The COVID-19 health emergency made it evident that hurdles to regulatory reliance and cooperation persist in Latin America. The major obstacle is regulators lacking the capacity, tools, and adequate regulatory frameworks to engage in some of these activities. At the same time, the will of countries in the region to collaborate was boosted during the pandemic, and understanding the importance of regulatory trust, collaboration, and work-sharing has been gaining momentum in the region.

The Path Forward

The Latin America Town Hall advanced the multistakeholder view that the region’s health ecosystem must support regulatory systems focused on convergence, reliance, and recognition; on optimizing the efficiency of regulatory activities; and on adding value through regulation that benefits patients. The role of WHO as a multilateral facilitator, and especially implementing the Global Benchmarking Tools (GBT) and the WHO-Listed Authorities (WLA) system, which can further promote regulatory convergence, harmonization of approaches, and international cooperation, will contribute to improving good regulatory practices in the region.
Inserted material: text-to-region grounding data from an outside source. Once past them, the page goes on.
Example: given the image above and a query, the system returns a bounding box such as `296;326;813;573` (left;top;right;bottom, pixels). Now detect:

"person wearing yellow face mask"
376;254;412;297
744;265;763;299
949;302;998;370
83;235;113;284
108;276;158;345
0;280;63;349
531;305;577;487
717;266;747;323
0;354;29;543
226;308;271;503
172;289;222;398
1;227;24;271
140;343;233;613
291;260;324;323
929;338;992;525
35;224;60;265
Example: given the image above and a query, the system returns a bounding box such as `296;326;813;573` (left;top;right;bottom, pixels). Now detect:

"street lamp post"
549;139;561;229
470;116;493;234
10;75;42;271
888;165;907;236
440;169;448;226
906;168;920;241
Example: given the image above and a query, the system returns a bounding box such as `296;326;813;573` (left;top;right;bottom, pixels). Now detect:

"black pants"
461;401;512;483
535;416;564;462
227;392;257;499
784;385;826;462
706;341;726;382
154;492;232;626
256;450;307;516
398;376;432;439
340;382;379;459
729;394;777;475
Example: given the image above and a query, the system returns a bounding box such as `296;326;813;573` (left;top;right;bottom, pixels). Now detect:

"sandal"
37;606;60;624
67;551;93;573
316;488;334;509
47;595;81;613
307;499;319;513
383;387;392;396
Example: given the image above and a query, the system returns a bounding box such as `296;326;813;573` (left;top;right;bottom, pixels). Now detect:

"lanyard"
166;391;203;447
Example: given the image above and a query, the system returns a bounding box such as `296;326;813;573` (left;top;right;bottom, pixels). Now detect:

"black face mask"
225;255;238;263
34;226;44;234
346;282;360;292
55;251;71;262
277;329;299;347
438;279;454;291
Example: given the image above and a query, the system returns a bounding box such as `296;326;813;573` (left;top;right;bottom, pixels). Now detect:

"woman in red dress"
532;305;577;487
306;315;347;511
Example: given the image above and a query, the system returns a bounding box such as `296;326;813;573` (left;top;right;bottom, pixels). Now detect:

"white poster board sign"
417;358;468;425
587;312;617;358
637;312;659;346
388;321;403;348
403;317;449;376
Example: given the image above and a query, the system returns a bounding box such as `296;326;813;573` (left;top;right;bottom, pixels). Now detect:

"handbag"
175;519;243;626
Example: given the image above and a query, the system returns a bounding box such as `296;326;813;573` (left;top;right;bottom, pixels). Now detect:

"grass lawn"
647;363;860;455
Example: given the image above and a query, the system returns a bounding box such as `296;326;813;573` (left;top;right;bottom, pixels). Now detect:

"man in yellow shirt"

Challenges for Latin America will continue to include the growing need for advanced regulatory expertise due in part to the disruptively innovative clinical application of cell and gene therapies and other products in the industry pipeline. Regulatory reliance on trusted reference NRAs will not only be expected but necessary in this context.

In Latin America, there can be skepticism towards the pharmaceutical industry; industry and NRAs are often seen as having different if not opposite points of view. This perception must be revisited, because regulators and industry work towards a common goal: enabling the access and supply of safe, effective, and quality medical products to benefit patients by strengthening dialogue and mutual understanding.

Latin America Town Hall participants: Mariana Roldão Santos: WHO; Leonardo Dutra: Brazilian Health Regulatory Agency (ANVISA); Larry Liberti: Temple University School of Pharmacy; Cammilla Gomes: Roche, Latin America Regulatory Network of the European Federation of Pharmaceutical Industries and Associations (EFPIA); Heraclio Rodríguez: Sanofi, on behalf of the International Federation of Pharmaceutical Manufacturers and Associations (IFPMA).